If you think we need a new doc (e.g. because we’re shipping a new feature or adding a how to), create an issue in this repository and write up the goals of the new doc. Keep in mind that this is publicly accessible. We’ll discuss in Github and one of the doc maintainers will create the doc in ReadMe if we decide it’s necessary, or close the issue if it's not. Once it’s created, you can then make a pull request to write up the contents of the doc, going through the normal workflow as outlined in the “Contributing fixes” section.
Product Updates live in the changelogs/ directory. Each update is its own file.
The steps for creating a new changelog post are:
- Go to the ReadMe console
- Navigate to "Changelog" on the left side nav.
- Add a new post.
- Click ... > edit metadata and copy the slug of that post.

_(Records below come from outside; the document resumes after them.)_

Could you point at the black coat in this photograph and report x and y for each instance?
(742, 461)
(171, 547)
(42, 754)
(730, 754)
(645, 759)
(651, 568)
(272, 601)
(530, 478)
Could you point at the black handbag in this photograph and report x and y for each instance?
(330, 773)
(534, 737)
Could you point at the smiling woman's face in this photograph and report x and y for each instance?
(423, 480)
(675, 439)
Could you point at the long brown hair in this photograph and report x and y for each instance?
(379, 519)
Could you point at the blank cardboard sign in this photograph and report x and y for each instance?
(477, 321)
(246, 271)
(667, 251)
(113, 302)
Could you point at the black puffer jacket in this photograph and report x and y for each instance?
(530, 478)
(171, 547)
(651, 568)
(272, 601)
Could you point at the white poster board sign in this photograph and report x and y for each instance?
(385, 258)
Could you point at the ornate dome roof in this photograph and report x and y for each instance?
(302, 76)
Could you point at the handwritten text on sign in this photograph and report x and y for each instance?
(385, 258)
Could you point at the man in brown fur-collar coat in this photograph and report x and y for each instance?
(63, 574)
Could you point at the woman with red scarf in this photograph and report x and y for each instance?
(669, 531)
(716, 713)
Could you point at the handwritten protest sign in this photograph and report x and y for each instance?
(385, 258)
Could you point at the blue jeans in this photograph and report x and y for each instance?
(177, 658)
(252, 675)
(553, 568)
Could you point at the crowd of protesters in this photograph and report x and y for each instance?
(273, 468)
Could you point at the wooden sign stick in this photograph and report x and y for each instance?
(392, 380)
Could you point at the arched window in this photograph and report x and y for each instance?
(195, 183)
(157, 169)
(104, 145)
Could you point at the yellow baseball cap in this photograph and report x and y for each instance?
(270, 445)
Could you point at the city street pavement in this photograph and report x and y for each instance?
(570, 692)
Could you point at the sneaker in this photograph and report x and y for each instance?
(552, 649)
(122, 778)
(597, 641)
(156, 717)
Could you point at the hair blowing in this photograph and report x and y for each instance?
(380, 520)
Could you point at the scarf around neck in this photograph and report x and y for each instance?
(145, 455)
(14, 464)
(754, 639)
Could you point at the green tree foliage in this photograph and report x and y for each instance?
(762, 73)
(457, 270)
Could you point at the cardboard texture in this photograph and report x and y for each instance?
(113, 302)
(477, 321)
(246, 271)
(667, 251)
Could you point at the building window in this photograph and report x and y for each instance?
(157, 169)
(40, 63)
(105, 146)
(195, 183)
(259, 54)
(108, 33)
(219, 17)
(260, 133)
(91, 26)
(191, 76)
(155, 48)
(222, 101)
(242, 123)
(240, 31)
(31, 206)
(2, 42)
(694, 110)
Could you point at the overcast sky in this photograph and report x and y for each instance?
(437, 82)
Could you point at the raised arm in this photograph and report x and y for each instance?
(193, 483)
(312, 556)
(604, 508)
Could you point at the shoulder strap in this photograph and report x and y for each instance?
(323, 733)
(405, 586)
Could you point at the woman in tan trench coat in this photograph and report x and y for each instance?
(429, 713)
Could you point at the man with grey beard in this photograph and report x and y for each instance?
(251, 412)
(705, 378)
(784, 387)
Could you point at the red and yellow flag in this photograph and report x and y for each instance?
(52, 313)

- Add a file in GitHub under the changelogs/ folder. Copy the metadata section from one of the prior changelog posts, but swap out the slug for the slug of the new post.

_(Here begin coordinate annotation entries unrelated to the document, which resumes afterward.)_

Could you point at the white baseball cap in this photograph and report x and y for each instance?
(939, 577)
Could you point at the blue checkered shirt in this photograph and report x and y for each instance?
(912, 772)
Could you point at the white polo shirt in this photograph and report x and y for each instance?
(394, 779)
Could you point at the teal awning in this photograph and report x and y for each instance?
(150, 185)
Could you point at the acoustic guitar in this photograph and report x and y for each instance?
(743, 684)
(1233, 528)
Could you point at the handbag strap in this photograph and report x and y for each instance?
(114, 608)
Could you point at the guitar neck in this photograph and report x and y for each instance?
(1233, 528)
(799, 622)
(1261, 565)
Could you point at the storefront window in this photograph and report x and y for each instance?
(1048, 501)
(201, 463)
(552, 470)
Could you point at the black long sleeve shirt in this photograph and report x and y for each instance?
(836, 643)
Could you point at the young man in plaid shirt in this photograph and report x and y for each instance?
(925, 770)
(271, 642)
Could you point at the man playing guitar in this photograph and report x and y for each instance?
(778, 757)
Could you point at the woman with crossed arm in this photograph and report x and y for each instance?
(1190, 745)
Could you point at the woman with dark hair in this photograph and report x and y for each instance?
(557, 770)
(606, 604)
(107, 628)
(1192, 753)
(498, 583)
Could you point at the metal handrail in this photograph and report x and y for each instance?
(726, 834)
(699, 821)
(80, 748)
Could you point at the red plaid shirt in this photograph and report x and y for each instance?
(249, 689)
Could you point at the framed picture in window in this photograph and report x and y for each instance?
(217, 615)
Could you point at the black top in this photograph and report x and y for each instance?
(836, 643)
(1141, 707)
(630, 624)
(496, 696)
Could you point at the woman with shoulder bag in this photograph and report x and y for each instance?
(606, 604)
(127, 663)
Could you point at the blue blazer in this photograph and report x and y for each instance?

- Follow the steps in "Contributing Fixes" to edit the post with the contents that you want.
If you want to edit an existing changelog post, you only need to do Step 6.
Note: due to a ReadMe limitation, there is no staging environment for changelogs, they all get pushed to the main version.
Vijay, Marissa, Seams, Mav. Eventually we’ll expand this list, but keeping it tight for now.